Monday, November 2, 2009

Who's to blame?

What the hell happened?” is what financial journalists Paul Muolo and Matthew Padilla seek to answer with their book, Chain of Blame: How Wall Street Caused the Mortgage and Credit Crisis. Opening with critiques of the many actors that caused the housing bubble expansion and ultimate burst, the book analyzes the multiple factors that caused the subprime industry meltdown and ultimate bank failure. Ultimately, the book’s chapters force readers to consider the “swarm of spectators, real estate agents, mortgage brokers, and lenders” that inflated and burst our international economy.


Muolo and Padilla trace the history of housing markets, paying particular attention to the period of 2000-2007, with the increased influence of subprime lenders beginning to cooperate with Wall Street firms. Peter Cugno poignantly observes the investment bankers from New York buying up subprime loans left and right as he states, “That was the beginning of the end as I remember it-when they started to see the potential for them to get hip-deep in this biz and suck our some serious money. But their mistake was that to do that, they needed to no longer be someone who put other’s together-but to saddle up, own the lender, and take on some serious risk.”
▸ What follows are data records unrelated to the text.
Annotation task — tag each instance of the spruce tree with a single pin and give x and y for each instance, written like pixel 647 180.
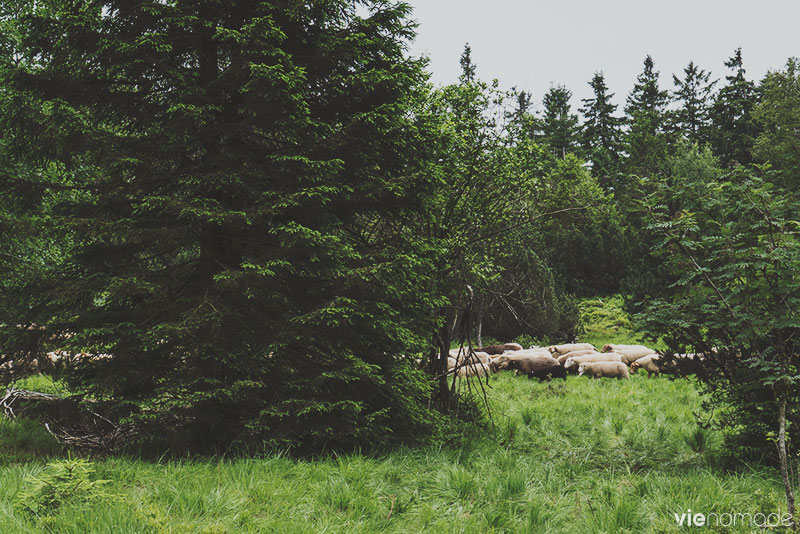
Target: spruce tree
pixel 646 141
pixel 559 125
pixel 693 94
pixel 602 131
pixel 232 187
pixel 734 128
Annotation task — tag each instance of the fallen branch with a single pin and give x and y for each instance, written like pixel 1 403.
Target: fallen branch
pixel 69 422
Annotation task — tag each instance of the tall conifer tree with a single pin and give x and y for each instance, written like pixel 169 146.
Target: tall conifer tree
pixel 734 128
pixel 693 94
pixel 646 141
pixel 559 125
pixel 233 181
pixel 602 131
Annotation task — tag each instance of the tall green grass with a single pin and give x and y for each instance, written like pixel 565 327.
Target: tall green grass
pixel 585 456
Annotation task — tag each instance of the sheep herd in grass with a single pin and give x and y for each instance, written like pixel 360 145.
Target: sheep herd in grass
pixel 555 361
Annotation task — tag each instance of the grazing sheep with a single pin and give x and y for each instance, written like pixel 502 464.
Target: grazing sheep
pixel 502 362
pixel 604 369
pixel 472 369
pixel 631 355
pixel 570 347
pixel 539 368
pixel 648 363
pixel 633 350
pixel 561 359
pixel 461 355
pixel 575 361
pixel 500 349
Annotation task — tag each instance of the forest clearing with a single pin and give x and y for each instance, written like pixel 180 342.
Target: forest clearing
pixel 262 269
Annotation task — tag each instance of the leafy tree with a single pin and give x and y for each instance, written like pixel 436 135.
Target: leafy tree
pixel 236 189
pixel 693 94
pixel 728 253
pixel 778 118
pixel 734 129
pixel 467 66
pixel 646 142
pixel 486 218
pixel 559 125
pixel 602 133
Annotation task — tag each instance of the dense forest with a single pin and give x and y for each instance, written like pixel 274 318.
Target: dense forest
pixel 264 227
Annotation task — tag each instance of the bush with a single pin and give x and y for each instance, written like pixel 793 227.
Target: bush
pixel 61 482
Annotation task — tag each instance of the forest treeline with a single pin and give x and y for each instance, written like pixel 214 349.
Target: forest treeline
pixel 272 226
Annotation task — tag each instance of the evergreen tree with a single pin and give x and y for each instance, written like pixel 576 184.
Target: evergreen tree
pixel 558 125
pixel 235 187
pixel 646 142
pixel 778 118
pixel 602 131
pixel 734 128
pixel 693 93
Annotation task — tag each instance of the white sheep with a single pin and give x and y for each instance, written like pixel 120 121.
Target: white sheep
pixel 563 358
pixel 575 361
pixel 569 347
pixel 604 369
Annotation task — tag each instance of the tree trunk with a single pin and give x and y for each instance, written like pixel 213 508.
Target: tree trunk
pixel 479 328
pixel 784 463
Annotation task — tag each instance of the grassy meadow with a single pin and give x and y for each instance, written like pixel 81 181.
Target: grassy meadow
pixel 577 457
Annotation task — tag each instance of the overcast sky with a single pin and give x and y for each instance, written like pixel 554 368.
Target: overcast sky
pixel 533 44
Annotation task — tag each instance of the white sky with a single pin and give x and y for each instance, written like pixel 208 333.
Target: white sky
pixel 532 43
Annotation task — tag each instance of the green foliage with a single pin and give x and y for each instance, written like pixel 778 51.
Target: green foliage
pixel 559 125
pixel 728 253
pixel 692 119
pixel 732 115
pixel 234 196
pixel 646 142
pixel 594 455
pixel 778 118
pixel 62 482
pixel 24 440
pixel 602 133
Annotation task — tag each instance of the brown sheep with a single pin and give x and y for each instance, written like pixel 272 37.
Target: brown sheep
pixel 633 350
pixel 574 362
pixel 500 349
pixel 539 368
pixel 502 362
pixel 570 347
pixel 604 369
pixel 561 359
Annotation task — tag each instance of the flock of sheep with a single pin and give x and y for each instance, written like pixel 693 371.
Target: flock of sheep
pixel 555 361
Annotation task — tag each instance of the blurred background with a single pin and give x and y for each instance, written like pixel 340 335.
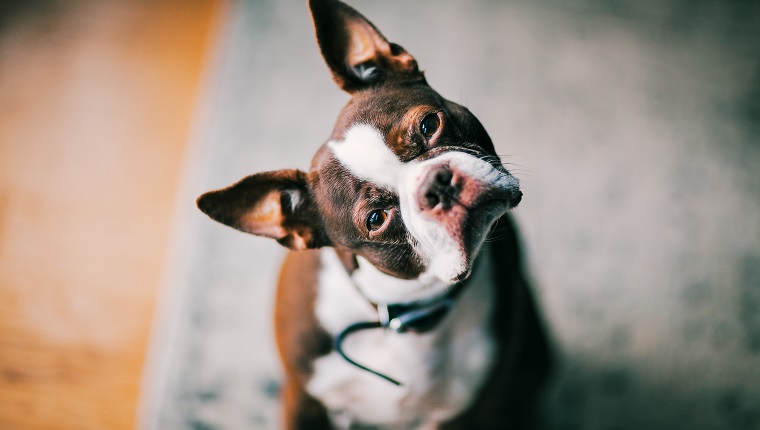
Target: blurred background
pixel 634 127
Business Week points out that “Thanks to brokerage firms such as Friedman Billings Ramsey and later all the big Wall Street houses, the subprime business mushroomed into a multi-trillion dollar orgy of sketchy loans, securitizations and all manner of financial exotica that we now see collapsing all around us” (Business Week Analysis November 24, 2008).


Scattered throughout the meltdown story is the theme of risky loans. Wall Street’s loan pool creation, the exception based loans, and willingness to underwrite despite noncompliance with guidelines, forced the companies to turn a blind eye even when the grading of loans took a downturn (Muolo and Padilla). The authors weave a tale of privatization, risky Adjustable-rate mortgages, selfish actors, and much more.


The domestic connection to the international economic downswing is concisely summarized in Muolo and Padilla’s chapter, “We Buried (Some of) our Garbage Overseas”. The brokers who took on loans, buying them up vigilantly, failed to realize how they sparked a worldwide credit crisis with the sale of bundled mortgages to European and Asian investors. In particular, the “overseas banks and investors were now suffering because the subprime collateralized debt obligations (CDOs) they had purchased from Wall Street firms were now defaulting, causing huge losses” across the Atlantic.


Muolo and Padilla highlight the interconnected relationships within the maze of residential mortgage actors who failed to follow national trends, while purchasing, securitizing and selling risky loans at the sake of interest based profit. The story is one of American mess sparking “an economic worldwide contagion” with “American bond salespeople…pulling the trigger” when home prices dropped, foreclosures flooded the market, and the effects flowed through the financial system.